A “secretive” office of the US spy agency has reportedly recovered nine “non-human craft”
American spies have managed to recover at least nine potentially alien vehicles, two of them “completely intact,” the Daily Mail reported on Tuesday, citing three anonymous sources.
The sources, supposedly briefed on top secret operations, told the UK outlet that the main player in the retrievals has been the Office of Global Access (OGA), a branch of the CIA Science and Technology Directorate established in 2003.
“There’s at least nine vehicles. There were different circumstances for different ones,” one of the sources said. “It has to do with the physical condition they’re in. If it crashes, there’s a lot of damage done. Others, two of them, are completely intact.”
The CIA has a system to detect unidentified flying objects (UFO) “while they’re still cloaked” and helps special US military units salvage the wreckage if “non-human craft” land, crash, or are brought down, the source added.

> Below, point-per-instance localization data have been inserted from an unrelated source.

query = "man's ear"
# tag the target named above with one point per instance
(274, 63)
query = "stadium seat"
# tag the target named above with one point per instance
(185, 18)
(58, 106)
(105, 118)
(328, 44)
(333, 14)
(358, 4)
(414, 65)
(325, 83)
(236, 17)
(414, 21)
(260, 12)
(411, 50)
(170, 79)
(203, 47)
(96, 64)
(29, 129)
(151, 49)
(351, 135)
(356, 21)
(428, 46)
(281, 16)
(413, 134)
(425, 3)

Another anonymous source described the OGA’s role as “basically a facilitator” for US operatives to access areas where they would normally not be allowed.
“They are very clever at being able to get anywhere in the world they want to,” the second source said.
Most of OGA’s operations involve “stray nuclear weapons, downed satellites or adversaries’ technology,” according to the Mail, but some missions have involved retrieval of UFOs – or as the US government now prefers to call them, “Unidentified Anomalous Phenomena” (UAP).
“The task at hand is simply to get it into custody and protect the secrecy of it,” one source said. “The actual physical retrieval is by the military. But it’s not kept under military control, because they have to keep too many records. So they start moving it out fairly quickly into private hands.”
Two of the sources said that the OGA coordinates with Delta Force or SEAL teams working under the US Joint Special Operations Command (JSOC), or the Nuclear Emergency Support Team (NEST), to recover the potentially alien craft.
“We have nothing for you on this,” JSOC said in a written response to the British outlet. A NEST spokesperson said that the agency’s personnel “encounter materials from unknown origins on a regular basis,” but have “never encountered any material related to UAP.”
One of the sources described the CIA as the “portfolio manager” of the UFO “crash retrieval operation.” Recovered radioactive materials are sent to national laboratories run by the Department of Energy, while “aerospace-defense industry” contractors handle “other non-radioactive material – and intact craft,” the source claimed.
After three military and intelligence whistleblowers testified about the UFO retrieval program to US Congress in July, Senate Majority Leader Chuck Schumer sponsored a bill that would require the government to disclose “recovered technologies of unknown origin and biological evidence of non-human intelligence.” This UAP Disclosure Act was adopted as part of the 2024 National Defense Authorization Act in September.